What the FCC was doing was to override the states and the relationships with their political subdivisions without regard to why those differences exist, whether they make sense and how it would otherwise affect city governments and the governments of the surrounding counties. This is why the court ruled against the FCC.
Court’s Municipal Broadband Decision Was About Lack of FCC Authority
This may seem like a minor point to many in their zeal to spread broadband access everywhere, but it’s a point written into the Constitution. The power of the federal government derives directly from the states. This fact was noted by a number of organizations involved in broadband deployment, including some that are strong proponents of universal broadband access.
“Today’s decision is a victory for the rule of law,” said US Telecom’s president Walter McCormick. “The FCC’s authority is not unbridled, it is limited to powers specifically delegated by the Congress, and it does not extend to preemption of state legislatures’ exercise of jurisdiction over their own political subdivisions.”
McCormick noted in a prepared statement that while his organization strongly backs the spread of broadband, a more appropriate role for the FCC would be to eliminate administrative roadblocks.

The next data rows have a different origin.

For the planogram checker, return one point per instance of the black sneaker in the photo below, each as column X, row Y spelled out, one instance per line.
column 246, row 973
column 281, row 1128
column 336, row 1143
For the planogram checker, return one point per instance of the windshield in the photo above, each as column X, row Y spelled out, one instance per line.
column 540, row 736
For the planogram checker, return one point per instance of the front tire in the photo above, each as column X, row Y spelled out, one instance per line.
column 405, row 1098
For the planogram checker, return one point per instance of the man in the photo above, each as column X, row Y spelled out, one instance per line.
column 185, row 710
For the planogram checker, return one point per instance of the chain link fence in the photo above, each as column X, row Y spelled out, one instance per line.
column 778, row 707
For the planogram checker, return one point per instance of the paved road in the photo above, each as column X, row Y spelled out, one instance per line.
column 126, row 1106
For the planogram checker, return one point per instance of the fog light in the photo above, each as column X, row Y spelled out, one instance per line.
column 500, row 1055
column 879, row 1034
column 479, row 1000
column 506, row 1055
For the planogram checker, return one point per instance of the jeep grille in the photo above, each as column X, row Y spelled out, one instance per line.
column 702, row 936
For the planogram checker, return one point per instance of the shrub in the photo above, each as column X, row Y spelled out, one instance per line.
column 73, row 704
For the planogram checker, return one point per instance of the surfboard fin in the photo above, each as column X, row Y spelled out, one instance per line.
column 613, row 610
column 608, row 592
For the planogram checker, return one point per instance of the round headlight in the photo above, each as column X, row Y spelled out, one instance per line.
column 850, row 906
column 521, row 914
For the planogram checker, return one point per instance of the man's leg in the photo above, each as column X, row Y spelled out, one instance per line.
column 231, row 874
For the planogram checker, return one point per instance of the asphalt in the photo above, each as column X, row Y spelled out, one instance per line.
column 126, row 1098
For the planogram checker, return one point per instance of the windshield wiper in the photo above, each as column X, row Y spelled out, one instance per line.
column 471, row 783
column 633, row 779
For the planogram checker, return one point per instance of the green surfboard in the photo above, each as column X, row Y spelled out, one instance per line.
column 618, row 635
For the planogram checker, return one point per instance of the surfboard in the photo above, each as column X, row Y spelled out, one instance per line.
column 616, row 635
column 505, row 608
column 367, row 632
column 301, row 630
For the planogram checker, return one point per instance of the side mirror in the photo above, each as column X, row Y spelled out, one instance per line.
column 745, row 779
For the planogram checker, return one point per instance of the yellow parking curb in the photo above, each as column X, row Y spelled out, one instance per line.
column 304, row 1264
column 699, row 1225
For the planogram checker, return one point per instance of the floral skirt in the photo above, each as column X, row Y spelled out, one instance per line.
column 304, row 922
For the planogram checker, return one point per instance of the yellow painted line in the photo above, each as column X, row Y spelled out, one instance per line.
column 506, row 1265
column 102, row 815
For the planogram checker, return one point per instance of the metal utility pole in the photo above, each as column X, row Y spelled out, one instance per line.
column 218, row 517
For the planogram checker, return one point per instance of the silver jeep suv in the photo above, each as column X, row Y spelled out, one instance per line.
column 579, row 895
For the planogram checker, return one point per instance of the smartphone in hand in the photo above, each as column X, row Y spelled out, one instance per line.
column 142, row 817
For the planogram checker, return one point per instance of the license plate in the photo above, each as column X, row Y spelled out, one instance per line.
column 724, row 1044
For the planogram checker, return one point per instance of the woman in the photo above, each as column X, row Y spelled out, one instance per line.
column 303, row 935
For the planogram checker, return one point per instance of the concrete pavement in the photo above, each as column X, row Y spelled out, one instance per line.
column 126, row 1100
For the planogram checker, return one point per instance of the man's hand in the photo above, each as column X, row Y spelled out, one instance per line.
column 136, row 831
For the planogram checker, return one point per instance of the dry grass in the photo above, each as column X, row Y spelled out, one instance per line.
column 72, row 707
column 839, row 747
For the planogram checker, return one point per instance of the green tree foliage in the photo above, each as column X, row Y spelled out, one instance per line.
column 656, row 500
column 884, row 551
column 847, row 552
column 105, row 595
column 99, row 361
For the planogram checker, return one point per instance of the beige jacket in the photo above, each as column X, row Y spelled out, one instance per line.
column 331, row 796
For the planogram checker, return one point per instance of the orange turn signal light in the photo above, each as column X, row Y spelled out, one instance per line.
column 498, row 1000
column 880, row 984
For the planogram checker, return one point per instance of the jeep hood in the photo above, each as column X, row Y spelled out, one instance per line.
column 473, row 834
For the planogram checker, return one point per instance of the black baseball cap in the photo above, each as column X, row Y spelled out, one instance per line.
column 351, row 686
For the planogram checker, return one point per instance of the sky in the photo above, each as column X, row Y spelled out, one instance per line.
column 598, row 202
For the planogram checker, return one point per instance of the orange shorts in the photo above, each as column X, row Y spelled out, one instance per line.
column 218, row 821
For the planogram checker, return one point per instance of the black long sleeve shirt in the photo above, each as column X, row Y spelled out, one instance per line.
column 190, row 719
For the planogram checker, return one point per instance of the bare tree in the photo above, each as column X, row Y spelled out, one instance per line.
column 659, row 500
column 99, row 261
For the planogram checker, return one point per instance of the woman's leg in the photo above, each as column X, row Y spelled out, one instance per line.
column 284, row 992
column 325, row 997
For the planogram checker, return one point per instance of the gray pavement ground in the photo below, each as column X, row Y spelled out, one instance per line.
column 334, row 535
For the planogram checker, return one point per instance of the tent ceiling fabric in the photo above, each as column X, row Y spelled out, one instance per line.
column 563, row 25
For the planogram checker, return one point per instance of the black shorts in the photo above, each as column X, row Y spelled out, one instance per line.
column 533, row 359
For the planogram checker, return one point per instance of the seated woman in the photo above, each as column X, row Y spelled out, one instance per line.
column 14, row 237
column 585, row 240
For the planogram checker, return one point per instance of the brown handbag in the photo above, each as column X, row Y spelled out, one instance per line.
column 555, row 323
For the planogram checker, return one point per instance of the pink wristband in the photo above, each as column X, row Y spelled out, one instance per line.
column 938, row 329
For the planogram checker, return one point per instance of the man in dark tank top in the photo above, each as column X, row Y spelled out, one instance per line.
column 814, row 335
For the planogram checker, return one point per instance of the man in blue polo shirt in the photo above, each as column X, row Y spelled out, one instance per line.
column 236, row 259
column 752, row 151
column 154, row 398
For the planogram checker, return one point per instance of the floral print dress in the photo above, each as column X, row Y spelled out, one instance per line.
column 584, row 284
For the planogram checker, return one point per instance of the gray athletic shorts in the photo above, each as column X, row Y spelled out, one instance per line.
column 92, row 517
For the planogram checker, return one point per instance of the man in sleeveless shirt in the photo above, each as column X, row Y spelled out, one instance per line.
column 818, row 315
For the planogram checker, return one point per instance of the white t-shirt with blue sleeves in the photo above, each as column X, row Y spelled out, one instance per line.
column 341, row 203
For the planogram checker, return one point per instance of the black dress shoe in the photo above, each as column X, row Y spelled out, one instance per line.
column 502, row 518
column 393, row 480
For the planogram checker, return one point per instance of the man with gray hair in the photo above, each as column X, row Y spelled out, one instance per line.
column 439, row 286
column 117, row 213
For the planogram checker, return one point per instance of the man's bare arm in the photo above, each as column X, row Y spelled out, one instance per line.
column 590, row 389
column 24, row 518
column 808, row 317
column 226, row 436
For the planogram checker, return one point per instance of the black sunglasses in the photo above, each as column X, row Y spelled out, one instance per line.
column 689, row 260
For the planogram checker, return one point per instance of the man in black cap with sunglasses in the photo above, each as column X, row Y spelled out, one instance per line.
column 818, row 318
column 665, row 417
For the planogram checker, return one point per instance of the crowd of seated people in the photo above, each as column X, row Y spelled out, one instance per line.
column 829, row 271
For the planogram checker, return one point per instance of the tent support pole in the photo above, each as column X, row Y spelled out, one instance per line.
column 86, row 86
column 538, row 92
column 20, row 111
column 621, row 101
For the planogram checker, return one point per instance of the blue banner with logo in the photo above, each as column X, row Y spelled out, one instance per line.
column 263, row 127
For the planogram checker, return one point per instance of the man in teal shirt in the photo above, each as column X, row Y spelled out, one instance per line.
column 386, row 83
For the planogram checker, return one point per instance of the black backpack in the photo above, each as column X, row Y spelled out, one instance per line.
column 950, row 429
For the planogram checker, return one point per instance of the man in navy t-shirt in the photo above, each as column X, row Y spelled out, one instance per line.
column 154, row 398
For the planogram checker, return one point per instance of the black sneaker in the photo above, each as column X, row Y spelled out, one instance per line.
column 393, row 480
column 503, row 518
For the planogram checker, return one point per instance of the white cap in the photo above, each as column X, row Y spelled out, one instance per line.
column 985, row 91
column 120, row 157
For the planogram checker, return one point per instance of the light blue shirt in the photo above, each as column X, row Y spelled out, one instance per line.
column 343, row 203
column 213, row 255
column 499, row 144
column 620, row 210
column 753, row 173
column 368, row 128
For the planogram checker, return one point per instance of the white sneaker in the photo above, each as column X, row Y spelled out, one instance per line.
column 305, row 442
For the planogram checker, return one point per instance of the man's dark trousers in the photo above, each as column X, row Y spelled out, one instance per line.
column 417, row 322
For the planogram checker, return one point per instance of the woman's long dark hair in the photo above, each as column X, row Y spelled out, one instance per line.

TechFreedom, meanwhile, noted that the FCC’s move was a forlorn hope. “It should have been obvious that the FCC would lose, since the Supreme Court rejected the idea that the FCC could preempt such laws over a decade ago—under far clearer statutory language,” said Berin Szóka, president of TechFreedom, in a prepared statement. Szóka referred to the court’s finding as “Federalism 101.”
The problem, unfortunately, seems to be that the current FCC sees its mission as one in which it can extend its control of how the communications industry operates in areas far beyond its charter.
An excellent example of this is the Commission’s Open Internet order mandating net neutrality in all things. Despite the fact that most users of the internet are in favor of net neutrality as a concept, there’s nothing in the FCC’s enabling legislation that allows it to define or enforce net neutrality rules.
Will the FCC learn from this setback? It seems unlikely. “The federal appeals court decision vacating the FCC’s preemption of state laws restricting municipal broadband systems is a welcome rebuke to the agency’s continuing overreach and efforts to extend its bureaucratic powers,” said Randolph May, president of the Free State Foundation, a Maryland think tank.
“While I am not confident that this will be the case, perhaps the court’s rebuke will cause FCC Chairman Tom Wheeler to be more cautious about stretching the limits of the FCC’s authority in pursuit of dubious policy objectives.”
The problem, unfortunately, seems to be that the FCC is more focused on seeing what it can get away with than in confining its actions to what the law allows. One has to wonder whether these ill-fated regulatory attempts will continue until opponents either give up or run out of money. But at this point, there’s no indication that the FCC will temper its efforts to extend its reach anywhere and everywhere it can. Perhaps this will encourage Congress to take some action.